481
Member
- Joined
- Feb 22, 2009
- Messages
- 2,420
Because water cannot be compressed it can never be a legitimate medium for bullet testing, nor can it be compared to gelatin tests or to predict performance in living tissue.
k,
Actually water has already been long proven to be an acceptable ballistic test medium.
The FBI uses it as a screening medium as described in, "Applied Wound Ballistics: What’s New and What’s True":
Water can be used as a tissue simulant and causes just slightly more bullet deformation than gelatin or soap; the Firearms Training Unit of the U.S. Federal Bureau of Investigation uses it as a screening mechanism to decide which bullets expand well enough to merit further scrutiny.

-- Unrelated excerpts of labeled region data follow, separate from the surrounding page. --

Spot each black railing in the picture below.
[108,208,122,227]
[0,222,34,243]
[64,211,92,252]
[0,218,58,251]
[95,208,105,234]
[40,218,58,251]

In Chapter 2 of Quantitative Ammunition Selection, Schwartz describes the physics (re: bulk modulus, internal speed of sound, density) that show water to be a dynamically equivalent ballistic test medium to ordnance gelatin-
From the website:
Chapter 2 addresses the principles of mechanics, fluid dynamics, and thermodynamics underlying the quantitative model and establishes the dynamic equivalence of water and calibrated ordnance gelatin as ballistic test mediums.
- and MacPherson discusses the issue at length devoting the whole of Chapter 7 of Bullet Penetration and also specifies an optional test method using water in Chapter 10.
Both models (in QAS and BP) can be, and have been, used to predict successfully and accurately the ballistic performance of bullets in ordnance gelatin using water as a test medium.
According to the QAS website, that specific model was developed using data from over 700 gelatin tests and is as accurate as one could expect-
Based upon a modified fluid dynamics equation that correlates highly (r = +0.94) to more than 700 points of manufacturer- and laboratory-test data, the quantitative model allows the use of water to generate terminal ballistic test results equivalent to those obtained in calibrated ten percent ordnance gelatin. Besides including a variable for the density of soft tissue, the quantitative model employs a material strength variable within its governing expression that allows for the computational evaluation of any type of soft tissue. Within a confidence interval of 95%, the quantitative model predicts the terminal penetration depth of projectiles in calibrated ordnance gelatin with a margin of error of one centimeter. The quantitative model accurately predicts the permanent wound cavity volume and mass, terminal penetration depth, and exit velocity of handgun projectiles as these phenomena would occur in calibrated ten percent ordnance gelatin and soft tissue.